Based on the above, here are some interesting facts:
-Some plastics have less resistance to the flow of heat than others, so you can push more heat into ALL of the plastic faster without any of the plastic getting too hot. In this situation you could push the plastic through faster, for same size heater.
-Some filaments have metal powder, so those should conduct heat better than pure plastic and theoretically allow a faster flowrate for the same size heater.
-In the opposite direction, any filament filled with insulating materials, wood for example, may only allow a slower flowrate. Again it depends on the specific thermal properties of the wood vs the plastic to know how the wood changes the maximum allowed flowrate.
-To make life more fun, you can't just use a longer block for all printing because the longer a plastic is at a high temperature, the more it degrades and looses strength. So you can ONLY do fast flow-rates. Plus, wood-filled plastics can burn the wood if it stays in the heater too long, and cause bad clogging.
-How does 3mm filament perform vs 1.75mm? For one inch of filament it takes more heat to melt the 3mm than the 1.75mm, because there is more total plastic in one inch, AND the thinner filament can heat up faster inside the core of the filament.
However, you have to push the thinner filament faster into the heater block for given nozzle flowrate and that requires more power to melt the filament in time before it reaches the nozzle. The thicker filament, although it takes more heat to melt one inch, can push into the heater block more slowly for the same nozzle flowrate and THAT allows the heater more time to push more heat into the plastic until it melts. In the end the two tend to cancel out and that is why you still see both sizes of filaments sold. I haven't calculated the exact numbers to confirm that but the reasons for having thick or thin filaments has to more to do with breakage and other non-heat related issues. 1.75mm seems to be winning the size race but you will notice that the e3d V6 heater block specifies a maximum flowrate of about 11 mm^2 per second, WITHOUT caring which size filament is being used. I started with 3mm but changed when more and more suppliers only offered 1.75 filament. The thinner is easier to bend without breaking.

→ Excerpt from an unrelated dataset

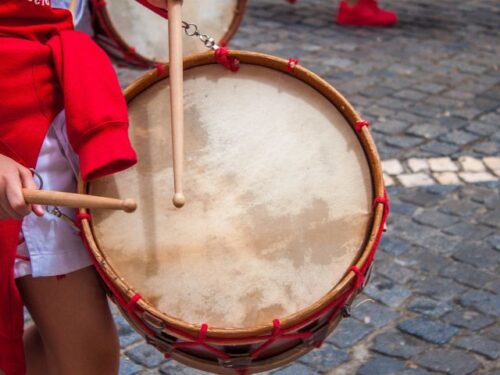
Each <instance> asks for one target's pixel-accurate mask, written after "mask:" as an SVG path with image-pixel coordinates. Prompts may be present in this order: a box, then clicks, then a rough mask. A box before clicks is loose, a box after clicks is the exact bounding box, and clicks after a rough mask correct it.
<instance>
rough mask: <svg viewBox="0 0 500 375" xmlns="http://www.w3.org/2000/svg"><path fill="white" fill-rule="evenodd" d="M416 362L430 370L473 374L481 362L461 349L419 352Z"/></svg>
mask: <svg viewBox="0 0 500 375" xmlns="http://www.w3.org/2000/svg"><path fill="white" fill-rule="evenodd" d="M415 362H416V363H417V364H418V365H420V366H423V367H425V368H428V369H430V370H433V371H440V372H445V373H446V374H450V375H467V374H473V373H474V371H476V370H477V369H478V368H479V362H478V361H477V360H476V359H475V358H474V357H473V356H472V355H470V354H468V353H466V352H463V351H461V350H450V349H434V350H428V351H425V352H423V353H421V354H419V355H418V356H417V357H416V358H415Z"/></svg>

Thermal engineering can get much more complicated than this but the standard method of melting a tube of plastic on it's way to the nozzle is fairly simple to calculate well.

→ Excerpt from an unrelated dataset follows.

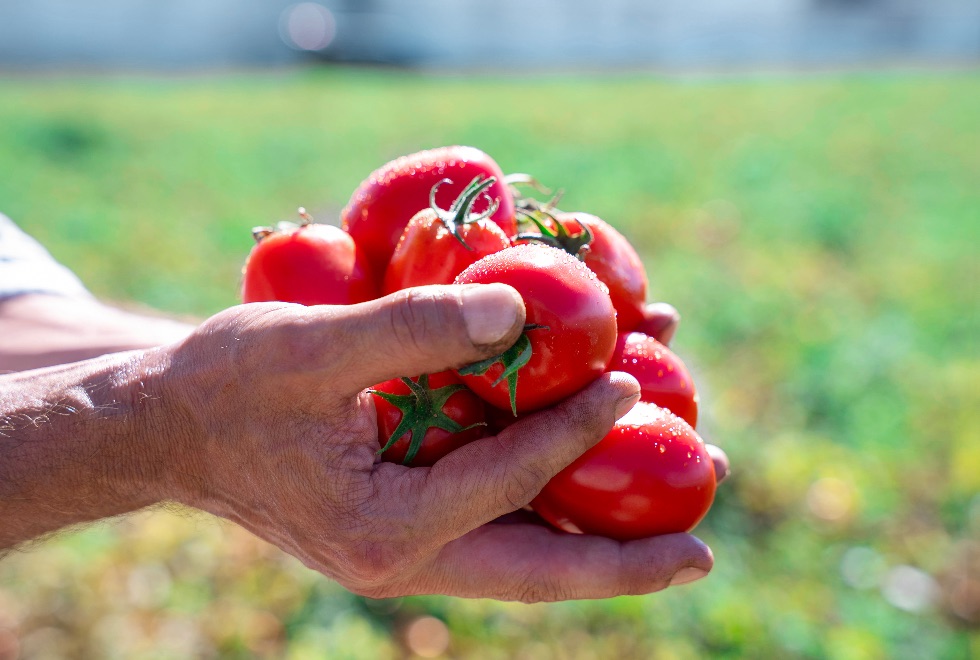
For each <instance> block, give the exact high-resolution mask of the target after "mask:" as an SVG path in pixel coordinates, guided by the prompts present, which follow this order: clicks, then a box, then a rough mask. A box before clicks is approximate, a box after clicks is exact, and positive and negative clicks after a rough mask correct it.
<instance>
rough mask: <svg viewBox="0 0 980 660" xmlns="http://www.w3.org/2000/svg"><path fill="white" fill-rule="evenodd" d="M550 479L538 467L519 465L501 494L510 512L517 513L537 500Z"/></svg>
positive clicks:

What CAN be done to increase flowrate other than a longer block?
-Maybe microwaves. Only some plastics would react though, but since microwaves can penetrate more deeply than regular heat, you could heat the whole filament inside at once. In fact, when you need to heat up a block of steel to white hot, you can't do it fast enough with any size of blow-torch, but an induction heater, which puts the steel inside a super strong electric field, can heat a wrench to white-hot in seconds, pretty cool to watch! (but in my example it required 5000 watts of electric power from the wall).
-Expose more plastic to the heater than just a length of filament. You could split the filament into multiple thin filaments and have them flow separately through the heater block, then collect again just before the nozzle. This would potentially require a bigger heater because know the plastic isn't the bottleneck, the maximum power available is. But imagine trying to clean THAT block, blegh.
This is already way too long and you already may know a lot of this, but I can't tell except based on your comments.
BTW, I took shortcuts to emphasize the principles so please somebody else don't jump in with critiques unless I'm totally wrong, or point out things I didn't mention more like heat-capacity or the energy required for phase-changes.
(how did we get here from my original post about an algorithm that basically models the shaking of you printer in order to stop the shaking of the nozzle?)
Edited 1 time(s). Last edit at 06/17/2018 06:05PM by shadowphile.